3. Remote patient monitoring programs must use expensive kits.
Providers who are new to RPM often express concern about having to follow a kit-based model in which they provide patients a bundle of remote monitoring devices. This approach is both dated and daunting because of the expense of the devices, and the fact that RPM reimbursements do not offset the cost of paying for multiple devices upfront.
Additionally, since the devices are expensive, practices may loan them to patients, then have to retrieve them once the patient has completed the program – which adds even more administrative burden to the process.
Further, most patients have one primary health challenge that would most benefit from intensive remote management, so all of the devices in a kit are not clinically necessary and just add cost to delivering RPM.

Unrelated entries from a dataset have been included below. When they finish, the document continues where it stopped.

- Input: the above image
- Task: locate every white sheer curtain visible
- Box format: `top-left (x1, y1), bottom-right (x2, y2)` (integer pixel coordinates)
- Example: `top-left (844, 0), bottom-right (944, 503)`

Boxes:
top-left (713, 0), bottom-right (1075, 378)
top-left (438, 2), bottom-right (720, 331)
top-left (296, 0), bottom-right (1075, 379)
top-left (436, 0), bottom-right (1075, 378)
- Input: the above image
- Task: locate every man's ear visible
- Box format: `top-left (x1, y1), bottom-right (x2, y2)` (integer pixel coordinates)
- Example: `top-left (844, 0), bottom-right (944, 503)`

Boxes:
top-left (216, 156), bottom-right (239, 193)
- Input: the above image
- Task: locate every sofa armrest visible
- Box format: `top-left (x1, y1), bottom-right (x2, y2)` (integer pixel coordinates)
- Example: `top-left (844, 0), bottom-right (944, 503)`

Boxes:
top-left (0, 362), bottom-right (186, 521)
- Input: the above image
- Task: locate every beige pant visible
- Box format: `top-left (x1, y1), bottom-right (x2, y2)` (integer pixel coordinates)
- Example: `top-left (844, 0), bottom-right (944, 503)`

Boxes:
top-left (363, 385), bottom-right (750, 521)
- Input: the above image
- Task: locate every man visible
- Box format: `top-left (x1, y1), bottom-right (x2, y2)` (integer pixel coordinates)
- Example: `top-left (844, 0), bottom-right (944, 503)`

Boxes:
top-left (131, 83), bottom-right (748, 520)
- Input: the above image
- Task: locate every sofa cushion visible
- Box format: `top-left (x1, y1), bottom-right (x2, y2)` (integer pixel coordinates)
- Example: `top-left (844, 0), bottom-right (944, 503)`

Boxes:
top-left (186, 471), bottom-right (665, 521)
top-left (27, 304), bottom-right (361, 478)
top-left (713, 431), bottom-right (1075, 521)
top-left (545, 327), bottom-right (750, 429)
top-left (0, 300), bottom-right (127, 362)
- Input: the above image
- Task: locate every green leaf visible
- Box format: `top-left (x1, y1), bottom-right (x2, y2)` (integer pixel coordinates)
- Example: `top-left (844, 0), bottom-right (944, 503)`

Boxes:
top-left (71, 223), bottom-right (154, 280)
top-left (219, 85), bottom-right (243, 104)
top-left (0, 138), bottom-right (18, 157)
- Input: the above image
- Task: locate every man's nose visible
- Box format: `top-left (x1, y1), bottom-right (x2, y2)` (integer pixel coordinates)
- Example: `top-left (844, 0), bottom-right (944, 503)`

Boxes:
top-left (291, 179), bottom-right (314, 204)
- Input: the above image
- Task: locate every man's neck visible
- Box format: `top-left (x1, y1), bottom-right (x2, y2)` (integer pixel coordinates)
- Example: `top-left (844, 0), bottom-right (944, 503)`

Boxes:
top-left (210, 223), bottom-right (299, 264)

Practices should focus on providing the right device for the patient and their condition, rather than taking the blanket kit-based approach. By having a targeted focus, device costs can be offset by reimbursement in the first month, like illustrated above, and providers will be able to deliver a more personalized approach that has better chances of improving patient outcomes.
As the healthcare industry continues to evolve, the use of RPM in practices will continue to evolve, and so will reimbursements and willingness of insurers to cover the cost of devices as there is more evidence to the efficacy of RPM. It’s important to understand reimbursements and coverage, and take the steps to ensure that your practice can cost-effectively leverage RPM to help patients manage their chronic conditions and lead healthier lives.
Looking ahead, understanding options within the reimbursement landscape will also be critical when it comes to implementing an RPM program. For additional RPM policies and reimbursements information, see the 2023 Medicare Physician Fee Schedule Final Rule.
Lucienne Marie Ide, M.D., PH.D., is the founder and chief executive officer of Rimidi.